I finally collapsed in a languid puddle, skin flushed, and Bane slowly caressed his hand up over my stomach.

He was still hard as iron, his shaft ground against my hip, but when I reached for him…

He caught my hand, pulling me against him, my back to his chest. I should’ve known, but I was too wrung-out to fight.

“My lovely Cirri.” His voice was rough, raw, but his arms were an implacable prison. He stroked me from shoulder to hip, his fingers dancing over my skin. “You’ve trusted me. Let’s not tempt fate now. Sleep with me.”

I understood. He was on the edge, torn between thirst and desire.

And I was still too much of a coward to face the beast’s fangs.

So I settled against him, letting the sleepy, warm glow take me under.

Chapter 20

Bane

In the early hours of the morning, well before dawn light dared to breach the mist of the Rift, I stroked the spill of crimson hair on my pillow and wondered if I was still dreaming.

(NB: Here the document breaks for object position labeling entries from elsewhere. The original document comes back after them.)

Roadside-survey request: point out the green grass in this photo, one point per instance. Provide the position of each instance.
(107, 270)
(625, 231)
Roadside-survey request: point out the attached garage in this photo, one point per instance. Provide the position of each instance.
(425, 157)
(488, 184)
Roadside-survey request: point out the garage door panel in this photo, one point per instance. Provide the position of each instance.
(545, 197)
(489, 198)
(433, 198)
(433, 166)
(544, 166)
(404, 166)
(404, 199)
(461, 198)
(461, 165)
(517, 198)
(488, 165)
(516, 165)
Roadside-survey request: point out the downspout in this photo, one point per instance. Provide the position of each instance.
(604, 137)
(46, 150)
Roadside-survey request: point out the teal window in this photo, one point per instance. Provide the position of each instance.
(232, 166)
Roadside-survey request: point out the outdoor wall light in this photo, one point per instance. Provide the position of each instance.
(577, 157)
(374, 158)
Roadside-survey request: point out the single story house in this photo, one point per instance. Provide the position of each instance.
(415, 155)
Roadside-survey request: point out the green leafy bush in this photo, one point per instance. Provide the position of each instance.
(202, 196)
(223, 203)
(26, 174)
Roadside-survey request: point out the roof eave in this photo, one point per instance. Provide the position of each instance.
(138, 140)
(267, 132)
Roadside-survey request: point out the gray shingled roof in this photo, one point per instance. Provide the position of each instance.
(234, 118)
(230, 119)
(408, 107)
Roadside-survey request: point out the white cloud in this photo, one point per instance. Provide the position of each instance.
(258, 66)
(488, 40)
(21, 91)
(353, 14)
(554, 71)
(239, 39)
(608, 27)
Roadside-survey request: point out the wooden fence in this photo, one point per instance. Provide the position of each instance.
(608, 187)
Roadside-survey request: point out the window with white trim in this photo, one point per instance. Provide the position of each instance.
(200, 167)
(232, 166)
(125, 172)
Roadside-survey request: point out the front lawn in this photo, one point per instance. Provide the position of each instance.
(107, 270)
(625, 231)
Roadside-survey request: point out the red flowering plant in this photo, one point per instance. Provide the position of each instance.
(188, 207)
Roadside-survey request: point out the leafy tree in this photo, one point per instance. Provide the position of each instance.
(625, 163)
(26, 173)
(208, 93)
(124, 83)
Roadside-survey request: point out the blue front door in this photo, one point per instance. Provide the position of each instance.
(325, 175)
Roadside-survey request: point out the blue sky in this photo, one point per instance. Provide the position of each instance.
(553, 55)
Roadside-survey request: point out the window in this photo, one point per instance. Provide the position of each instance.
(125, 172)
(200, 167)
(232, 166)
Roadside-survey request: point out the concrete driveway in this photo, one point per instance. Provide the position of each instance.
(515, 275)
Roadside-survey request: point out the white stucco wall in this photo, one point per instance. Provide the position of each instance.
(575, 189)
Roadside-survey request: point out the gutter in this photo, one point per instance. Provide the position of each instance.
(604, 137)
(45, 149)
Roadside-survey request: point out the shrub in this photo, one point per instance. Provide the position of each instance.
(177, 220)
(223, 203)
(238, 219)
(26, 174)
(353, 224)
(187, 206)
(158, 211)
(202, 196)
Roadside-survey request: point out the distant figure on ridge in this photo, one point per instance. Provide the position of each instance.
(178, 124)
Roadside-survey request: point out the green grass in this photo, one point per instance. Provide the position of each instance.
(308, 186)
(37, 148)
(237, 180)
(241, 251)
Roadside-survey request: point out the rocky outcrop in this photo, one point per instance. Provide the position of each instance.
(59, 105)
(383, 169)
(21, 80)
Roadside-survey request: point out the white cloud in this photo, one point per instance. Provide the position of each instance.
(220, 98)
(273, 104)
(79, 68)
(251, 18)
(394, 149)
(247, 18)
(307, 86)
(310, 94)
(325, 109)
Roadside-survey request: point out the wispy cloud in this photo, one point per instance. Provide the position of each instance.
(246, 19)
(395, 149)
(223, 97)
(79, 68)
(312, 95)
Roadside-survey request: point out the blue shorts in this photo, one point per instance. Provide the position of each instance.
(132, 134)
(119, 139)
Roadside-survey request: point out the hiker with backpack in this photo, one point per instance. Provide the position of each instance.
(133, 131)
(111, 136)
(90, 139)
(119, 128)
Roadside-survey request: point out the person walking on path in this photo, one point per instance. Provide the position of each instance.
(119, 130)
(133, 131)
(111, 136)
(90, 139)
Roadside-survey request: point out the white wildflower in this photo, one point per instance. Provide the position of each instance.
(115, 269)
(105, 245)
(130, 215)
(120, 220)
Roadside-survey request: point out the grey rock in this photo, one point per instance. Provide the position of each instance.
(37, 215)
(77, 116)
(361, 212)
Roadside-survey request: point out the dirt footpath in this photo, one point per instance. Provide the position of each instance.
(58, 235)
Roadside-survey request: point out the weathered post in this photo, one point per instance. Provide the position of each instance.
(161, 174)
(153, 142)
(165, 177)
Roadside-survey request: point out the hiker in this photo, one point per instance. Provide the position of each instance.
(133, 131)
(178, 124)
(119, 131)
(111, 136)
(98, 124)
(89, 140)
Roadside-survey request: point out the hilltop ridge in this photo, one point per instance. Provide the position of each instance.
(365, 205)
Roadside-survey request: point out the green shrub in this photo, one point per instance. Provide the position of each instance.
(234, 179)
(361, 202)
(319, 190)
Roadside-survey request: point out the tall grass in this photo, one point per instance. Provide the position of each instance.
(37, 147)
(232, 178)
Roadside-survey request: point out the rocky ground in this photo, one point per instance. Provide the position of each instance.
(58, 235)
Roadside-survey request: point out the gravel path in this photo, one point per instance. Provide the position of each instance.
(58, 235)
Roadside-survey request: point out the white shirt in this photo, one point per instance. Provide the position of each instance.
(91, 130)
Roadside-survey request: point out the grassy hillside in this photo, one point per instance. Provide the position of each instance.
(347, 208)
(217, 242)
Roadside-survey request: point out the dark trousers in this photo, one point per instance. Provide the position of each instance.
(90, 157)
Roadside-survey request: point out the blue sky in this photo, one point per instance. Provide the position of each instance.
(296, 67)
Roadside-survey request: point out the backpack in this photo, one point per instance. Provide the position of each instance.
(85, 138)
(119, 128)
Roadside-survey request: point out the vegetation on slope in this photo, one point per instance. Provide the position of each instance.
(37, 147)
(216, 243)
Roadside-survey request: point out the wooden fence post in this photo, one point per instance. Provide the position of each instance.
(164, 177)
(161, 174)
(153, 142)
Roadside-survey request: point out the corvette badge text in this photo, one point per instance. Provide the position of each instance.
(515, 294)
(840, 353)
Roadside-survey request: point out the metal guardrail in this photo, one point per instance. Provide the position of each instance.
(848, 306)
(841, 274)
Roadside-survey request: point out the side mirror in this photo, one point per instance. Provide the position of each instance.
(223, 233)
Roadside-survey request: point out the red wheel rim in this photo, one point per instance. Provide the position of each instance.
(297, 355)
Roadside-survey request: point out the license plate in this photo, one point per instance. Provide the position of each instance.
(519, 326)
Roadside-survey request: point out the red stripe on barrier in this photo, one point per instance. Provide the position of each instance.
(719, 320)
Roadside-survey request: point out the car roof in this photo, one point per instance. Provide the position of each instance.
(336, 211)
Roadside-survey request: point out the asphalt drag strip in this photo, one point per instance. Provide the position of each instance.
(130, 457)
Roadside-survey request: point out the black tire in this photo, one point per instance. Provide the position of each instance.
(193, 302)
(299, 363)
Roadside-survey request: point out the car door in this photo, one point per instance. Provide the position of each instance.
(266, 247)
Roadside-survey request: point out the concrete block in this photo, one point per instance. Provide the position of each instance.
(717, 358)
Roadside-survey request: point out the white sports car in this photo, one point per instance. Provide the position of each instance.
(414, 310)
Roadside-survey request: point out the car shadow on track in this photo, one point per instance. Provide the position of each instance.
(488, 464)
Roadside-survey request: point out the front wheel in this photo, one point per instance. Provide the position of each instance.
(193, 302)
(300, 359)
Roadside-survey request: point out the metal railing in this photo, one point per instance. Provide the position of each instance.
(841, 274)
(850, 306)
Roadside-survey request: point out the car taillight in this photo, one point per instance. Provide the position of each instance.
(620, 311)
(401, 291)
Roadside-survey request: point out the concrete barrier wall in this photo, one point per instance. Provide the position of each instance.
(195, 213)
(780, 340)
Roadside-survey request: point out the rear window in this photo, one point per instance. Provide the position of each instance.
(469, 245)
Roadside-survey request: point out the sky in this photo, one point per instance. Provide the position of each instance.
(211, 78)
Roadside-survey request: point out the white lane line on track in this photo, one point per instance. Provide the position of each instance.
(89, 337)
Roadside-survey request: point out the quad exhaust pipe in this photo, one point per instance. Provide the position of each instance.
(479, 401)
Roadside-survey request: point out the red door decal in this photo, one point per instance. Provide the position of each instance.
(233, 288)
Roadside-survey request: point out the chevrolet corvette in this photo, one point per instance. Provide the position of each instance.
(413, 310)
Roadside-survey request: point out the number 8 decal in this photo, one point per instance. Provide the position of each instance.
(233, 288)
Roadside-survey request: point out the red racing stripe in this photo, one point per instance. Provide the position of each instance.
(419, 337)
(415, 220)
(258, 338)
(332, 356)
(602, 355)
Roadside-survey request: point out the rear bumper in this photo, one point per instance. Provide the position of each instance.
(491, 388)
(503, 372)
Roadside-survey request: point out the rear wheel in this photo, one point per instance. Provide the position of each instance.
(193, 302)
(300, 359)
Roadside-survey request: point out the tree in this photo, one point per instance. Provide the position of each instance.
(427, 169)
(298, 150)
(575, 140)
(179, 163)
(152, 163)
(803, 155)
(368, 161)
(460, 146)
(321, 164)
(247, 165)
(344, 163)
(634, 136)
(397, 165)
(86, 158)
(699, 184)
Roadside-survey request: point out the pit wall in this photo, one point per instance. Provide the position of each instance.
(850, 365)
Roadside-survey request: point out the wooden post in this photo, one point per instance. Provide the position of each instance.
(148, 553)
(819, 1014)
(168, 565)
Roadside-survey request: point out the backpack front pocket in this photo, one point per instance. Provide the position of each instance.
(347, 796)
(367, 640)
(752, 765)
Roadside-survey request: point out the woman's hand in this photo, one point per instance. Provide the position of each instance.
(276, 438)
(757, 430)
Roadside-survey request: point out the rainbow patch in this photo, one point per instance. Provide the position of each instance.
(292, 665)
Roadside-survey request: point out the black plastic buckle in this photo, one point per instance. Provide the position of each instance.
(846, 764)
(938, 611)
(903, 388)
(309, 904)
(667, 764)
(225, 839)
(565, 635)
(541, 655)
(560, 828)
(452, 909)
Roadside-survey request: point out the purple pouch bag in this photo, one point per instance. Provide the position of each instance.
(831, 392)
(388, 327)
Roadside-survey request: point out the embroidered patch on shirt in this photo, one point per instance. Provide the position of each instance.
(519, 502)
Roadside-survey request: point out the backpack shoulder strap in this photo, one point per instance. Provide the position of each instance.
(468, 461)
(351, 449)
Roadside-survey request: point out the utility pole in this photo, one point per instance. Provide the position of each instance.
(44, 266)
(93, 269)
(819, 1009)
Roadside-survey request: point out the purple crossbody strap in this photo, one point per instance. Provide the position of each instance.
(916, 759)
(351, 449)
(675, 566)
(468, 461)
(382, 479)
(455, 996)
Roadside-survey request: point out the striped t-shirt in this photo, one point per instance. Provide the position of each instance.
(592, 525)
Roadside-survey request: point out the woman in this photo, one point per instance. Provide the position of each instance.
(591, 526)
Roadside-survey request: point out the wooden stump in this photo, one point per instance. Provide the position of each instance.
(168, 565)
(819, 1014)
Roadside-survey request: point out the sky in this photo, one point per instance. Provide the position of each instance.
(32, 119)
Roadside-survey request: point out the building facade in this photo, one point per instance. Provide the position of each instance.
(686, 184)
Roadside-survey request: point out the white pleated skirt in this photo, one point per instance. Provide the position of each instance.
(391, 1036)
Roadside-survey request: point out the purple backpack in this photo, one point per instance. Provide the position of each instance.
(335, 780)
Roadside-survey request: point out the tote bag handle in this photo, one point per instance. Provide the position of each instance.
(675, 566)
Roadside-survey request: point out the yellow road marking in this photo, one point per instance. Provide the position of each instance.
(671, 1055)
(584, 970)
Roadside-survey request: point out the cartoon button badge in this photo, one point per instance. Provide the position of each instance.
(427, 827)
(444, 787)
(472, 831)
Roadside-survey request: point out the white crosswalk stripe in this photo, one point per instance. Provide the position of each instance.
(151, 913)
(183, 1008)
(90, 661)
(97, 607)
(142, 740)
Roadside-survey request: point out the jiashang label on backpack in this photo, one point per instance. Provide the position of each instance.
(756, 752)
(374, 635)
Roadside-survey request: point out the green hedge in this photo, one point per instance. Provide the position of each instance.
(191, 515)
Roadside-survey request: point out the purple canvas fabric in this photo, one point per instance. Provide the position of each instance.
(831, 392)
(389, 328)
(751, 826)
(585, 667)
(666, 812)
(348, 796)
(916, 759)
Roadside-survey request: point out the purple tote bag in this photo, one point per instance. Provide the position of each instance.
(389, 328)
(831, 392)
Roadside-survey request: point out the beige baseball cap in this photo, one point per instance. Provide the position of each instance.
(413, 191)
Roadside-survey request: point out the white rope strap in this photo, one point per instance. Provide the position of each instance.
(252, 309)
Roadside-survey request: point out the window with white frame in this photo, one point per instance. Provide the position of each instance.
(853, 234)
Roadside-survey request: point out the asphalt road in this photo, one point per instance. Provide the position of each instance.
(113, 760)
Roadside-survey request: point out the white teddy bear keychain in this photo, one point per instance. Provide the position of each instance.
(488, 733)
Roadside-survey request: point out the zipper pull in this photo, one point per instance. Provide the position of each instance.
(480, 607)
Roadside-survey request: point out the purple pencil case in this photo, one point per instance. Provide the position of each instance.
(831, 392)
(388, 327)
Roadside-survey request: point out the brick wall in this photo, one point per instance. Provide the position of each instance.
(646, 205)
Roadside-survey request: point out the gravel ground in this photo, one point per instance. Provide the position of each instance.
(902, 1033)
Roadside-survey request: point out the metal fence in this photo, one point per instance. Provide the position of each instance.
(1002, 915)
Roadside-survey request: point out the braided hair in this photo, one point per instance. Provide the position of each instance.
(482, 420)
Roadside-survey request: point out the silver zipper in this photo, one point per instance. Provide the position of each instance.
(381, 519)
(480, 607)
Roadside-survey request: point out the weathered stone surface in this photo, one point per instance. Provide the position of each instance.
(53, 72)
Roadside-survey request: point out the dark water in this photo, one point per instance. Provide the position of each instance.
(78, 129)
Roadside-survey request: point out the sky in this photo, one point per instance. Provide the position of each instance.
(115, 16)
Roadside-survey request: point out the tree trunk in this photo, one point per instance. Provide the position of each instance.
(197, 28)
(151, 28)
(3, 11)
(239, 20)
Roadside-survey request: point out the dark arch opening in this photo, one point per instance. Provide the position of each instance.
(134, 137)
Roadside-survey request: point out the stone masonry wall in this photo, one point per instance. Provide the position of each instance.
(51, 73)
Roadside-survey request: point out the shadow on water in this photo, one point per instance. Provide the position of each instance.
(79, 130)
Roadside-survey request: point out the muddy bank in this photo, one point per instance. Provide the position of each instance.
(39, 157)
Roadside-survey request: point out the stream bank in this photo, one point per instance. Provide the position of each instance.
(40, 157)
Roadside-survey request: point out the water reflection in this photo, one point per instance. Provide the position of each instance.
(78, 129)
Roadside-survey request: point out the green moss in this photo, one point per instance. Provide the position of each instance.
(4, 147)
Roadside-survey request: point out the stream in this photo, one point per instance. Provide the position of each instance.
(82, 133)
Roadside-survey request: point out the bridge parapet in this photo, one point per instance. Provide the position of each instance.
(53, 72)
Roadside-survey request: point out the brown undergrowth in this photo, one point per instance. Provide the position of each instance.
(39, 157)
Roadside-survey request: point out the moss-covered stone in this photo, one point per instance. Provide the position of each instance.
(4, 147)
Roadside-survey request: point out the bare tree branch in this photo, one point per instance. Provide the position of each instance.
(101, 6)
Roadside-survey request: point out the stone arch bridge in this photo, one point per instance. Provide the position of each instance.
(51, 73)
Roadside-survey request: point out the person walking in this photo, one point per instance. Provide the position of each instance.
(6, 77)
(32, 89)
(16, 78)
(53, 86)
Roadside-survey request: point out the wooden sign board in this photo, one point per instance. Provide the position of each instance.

Had I really spent the previous months fearing what my life was to become? Locked every day in a torment of knowing that I would be hated, despised, that the faceless woman I’d pictured as my wife would bar and bolt her doors against so much as a word from me… and now here I was, after a night of touching her, holding her in my arms, thinking that I couldn’t possibly be awake.

This couldn’t be real, and yet it was.

Cirri shifted in her sleep, curling up tighter and letting out a tiny sigh. I pulled the blanket over her, tucking it in around her shoulders. With one last touch, barely a graze over her cheek, I climbed from the bed with as little motion as possible, determined not to wake her.

My eyes didn’t need light to find proper clothes, and she was still sleeping as I leaned from the window to pluck one of the tiny roses that had bloomed on the climbing vines outside.

Her hand was curled on the pillow, the other tucked under the blanket beneath her chin. I set the rose near her fingers, where she’d find it when she woke and know that I hadn’t wanted to leave her here alone… but there were things I needed to do, people I needed to see.

I opened her journal, debating the wisdom of what I was about to do—this journal was hers, and hers alone. But it was also our conversation on the page…

I picked up her pen, carefully pinching it between thumb and forefinger. While I had shattered my fair share of pencils—and Serissan glass quills were completely out of the question—the last thing I wanted was to so much as dent her main method of clear communication.

I have gone to attend my duties, but I will find you as soon as I can, my lovely rose. Koryek will bring you to the library, and if I do not see you before noon, I will come find you for dinner.

I paused, and finally signed it as ‘your devoted beast’. She would understand that I was joking, I hoped.

I laid the pen atop the journal and quietly slipped from the room.

With every day that passed, fear and confidence grew in equal measure—confidence that this might not be a living hell, but a reward I hadn’t deserved; fear that one day she would wake up and realize she slept next to a monster, and that the only answer to a monster was to escape from it.

I would do my best not to be a beast she needed to run from. The note tucked into my shirt pocket seemed to burn against my skin, not only because I was hiding it from Cirri, but because I hadn’t been sure that my hopes would be answered.

The keep was already rising, along with the sun; I made my way to the Tower of Summer just ahead of servants bearing breakfast.

Of all the towers, this one was the tidiest, decorated with what the human nobles of Ravenscry had left behind when I took their throne. To my eye, it was overwrought and impersonal, all gilt and flowery still-lifes and overstuffed furniture, but it was usually reserved for visiting nobles, who seemed to like such things.

The guest now inhabiting the tower was not a noble, nor a vampire; the Silent Brother answered the door at my knock, giving me a brief, impersonal bow of greeting.

“I thank you for responding to my summons,” I said, stepping into the tower. “Of course, there will be gold in it for you, for every day that you are here.”

He grinned; the last time I’d seen him, in the tavern in Thornvale, I’d given him enough gold to live on for a year. When I’d written a note to my steward, asking him to pass the message along to Thornvale in the hopes that the Brother would still be there—and still interested in making an enormous sum of money—I’d wondered if he had already moved on to better climes, but the ancestors were looking out for me this time.

He was not a Silent Brother I recognized from the Rift’s small chapter, but he’d likely fought under the commands of one of my fellow fiends; speaking to me didn’t seem to phase him at all.

The Brother had shed his leather armor and wore only the pure white uniform of his order, and he unclasped a tiny notebook from the belt around his waist, producing a blunted pencil.

I’m Brother Glyn, happy to be of service, he wrote.The Vale chapter desperately needs the gold. This time, though, I think we should start at the beginning, properly. None of us learn to speak as you attempted, every word and concept all at once.